Imam Feisal Abdul Rauf is at the center of efforts to build a mosque near the site of the September 11, 2001, attacks in New York. He is going to the Middle East on a trip funded by the State Department.
Reps. Ileana Ros-Lehtinen (R-FL) and Peter King (R-NY), the ranking members of the Foreign Affairs and Homeland Security committees, called the State Department's funding of Rauf's trip "unacceptable," and said American taxpayers should not have to subsidize his tour.
"The State Department's selection of Feisal Abdul Rauf to represent the American people through this program further calls into question the administration's policy and funding priorities," the statement said, noting the Imam has suggested in interviews that America was to blame for the September 11 attacks.
It's Rauf's third trip to discuss Muslim life in America and religious tolerance, State Department spokesman P.J. Crowley said.

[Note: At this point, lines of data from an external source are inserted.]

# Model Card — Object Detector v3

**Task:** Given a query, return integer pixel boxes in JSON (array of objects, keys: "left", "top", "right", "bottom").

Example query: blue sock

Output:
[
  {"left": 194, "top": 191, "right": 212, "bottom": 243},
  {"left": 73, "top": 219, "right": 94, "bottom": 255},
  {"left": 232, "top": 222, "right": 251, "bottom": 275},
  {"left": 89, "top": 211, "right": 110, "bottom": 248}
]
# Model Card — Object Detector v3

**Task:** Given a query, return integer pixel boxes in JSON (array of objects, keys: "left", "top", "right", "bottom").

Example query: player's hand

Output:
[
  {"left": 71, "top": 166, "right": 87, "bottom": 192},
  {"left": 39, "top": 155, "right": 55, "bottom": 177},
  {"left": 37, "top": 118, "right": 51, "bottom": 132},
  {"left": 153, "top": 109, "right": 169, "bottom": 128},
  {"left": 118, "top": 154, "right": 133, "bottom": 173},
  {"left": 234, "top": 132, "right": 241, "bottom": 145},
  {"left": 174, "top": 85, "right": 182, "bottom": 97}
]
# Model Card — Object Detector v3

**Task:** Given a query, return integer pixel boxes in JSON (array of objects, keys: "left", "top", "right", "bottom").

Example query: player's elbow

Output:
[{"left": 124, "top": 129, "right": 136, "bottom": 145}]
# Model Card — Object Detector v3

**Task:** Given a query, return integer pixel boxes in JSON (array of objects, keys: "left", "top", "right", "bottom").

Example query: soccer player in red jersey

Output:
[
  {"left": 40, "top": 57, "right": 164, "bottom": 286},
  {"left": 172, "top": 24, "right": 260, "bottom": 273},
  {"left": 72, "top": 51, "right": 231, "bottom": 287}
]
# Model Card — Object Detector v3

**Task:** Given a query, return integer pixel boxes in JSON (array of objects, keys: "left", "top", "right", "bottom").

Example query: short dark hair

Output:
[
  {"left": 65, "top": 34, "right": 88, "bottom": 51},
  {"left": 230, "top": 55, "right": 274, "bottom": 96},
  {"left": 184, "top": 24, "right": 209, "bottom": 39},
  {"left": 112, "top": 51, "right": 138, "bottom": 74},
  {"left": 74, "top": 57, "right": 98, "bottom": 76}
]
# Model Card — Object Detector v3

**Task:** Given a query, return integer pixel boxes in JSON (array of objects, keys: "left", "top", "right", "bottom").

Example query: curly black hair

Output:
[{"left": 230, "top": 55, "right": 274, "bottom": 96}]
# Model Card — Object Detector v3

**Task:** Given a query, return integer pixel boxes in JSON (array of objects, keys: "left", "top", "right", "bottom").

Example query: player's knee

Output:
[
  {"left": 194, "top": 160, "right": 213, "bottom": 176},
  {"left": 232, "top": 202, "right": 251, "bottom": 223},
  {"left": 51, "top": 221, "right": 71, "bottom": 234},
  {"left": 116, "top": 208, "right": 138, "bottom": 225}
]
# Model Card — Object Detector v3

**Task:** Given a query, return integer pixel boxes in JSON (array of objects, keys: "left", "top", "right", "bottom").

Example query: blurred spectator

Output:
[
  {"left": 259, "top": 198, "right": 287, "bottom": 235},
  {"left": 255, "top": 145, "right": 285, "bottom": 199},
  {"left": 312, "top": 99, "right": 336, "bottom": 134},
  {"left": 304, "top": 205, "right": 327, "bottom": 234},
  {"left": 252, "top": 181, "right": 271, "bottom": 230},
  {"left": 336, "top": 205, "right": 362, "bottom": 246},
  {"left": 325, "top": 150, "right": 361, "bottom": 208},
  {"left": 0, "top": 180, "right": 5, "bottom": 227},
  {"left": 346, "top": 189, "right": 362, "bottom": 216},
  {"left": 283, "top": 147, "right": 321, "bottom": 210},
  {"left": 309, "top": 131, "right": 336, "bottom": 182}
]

"We have a long-term relationship with him," Crowley said. "His work on tolerance and religious diversity is well-known, and he brings a moderate perspective to foreign audiences on what it's like to be a practicing Muslim in the United States."
Crowley said the imam's trip would take him to Qatar, Bahrain and the United Arab Emirates. His previous trips under the government program were in 2007 to Bahrain, the UAE, Qatar and Morocco, and earlier this year to Egypt.
The trip is one of about 1,200 similar programs of sending experts overseas, Crowley said.
"Last year we had, you know, 52 trips that were specifically focused on promoting religious tolerance," he said.
Crowley said the imam would not be allowed to raise funds on the trip.
The controversial plan includes a mosque two blocks from the site of the terror attacks as part of a $100 million, 13-story Islamic center. The project is led by the advocacy group the Cordoba Initiative, which promotes better relations between Muslims and the West.
The mosque has drawn opposition from many families of the September 11 victims, as well as members of Congress and the Jewish civil rights group the Anti-Defamation League. Some have argued building a mosque near ground zero is disrespectful to the victims of the attacks.
Crowley said the Obama administration is not taking a position on the merits of the mosque or the Islamic center, which he called a zoning matter for the city of New York.
But the State Department posted a transcript of comments by New York Mayor Michael Bloomberg objecting to opposition for the mosque on a website it runs for foreign audiences, including Arab and Farsi translations.
"We thought it was useful for people overseas to understand perspectives on this issue," Crowley said in defending the posting. "We certainly support what the mayor was underscoring, which is the history of religious diversity and religious tolerance in his city."
He added that Rauf's trip was planned well before the plans for the mosque were developed.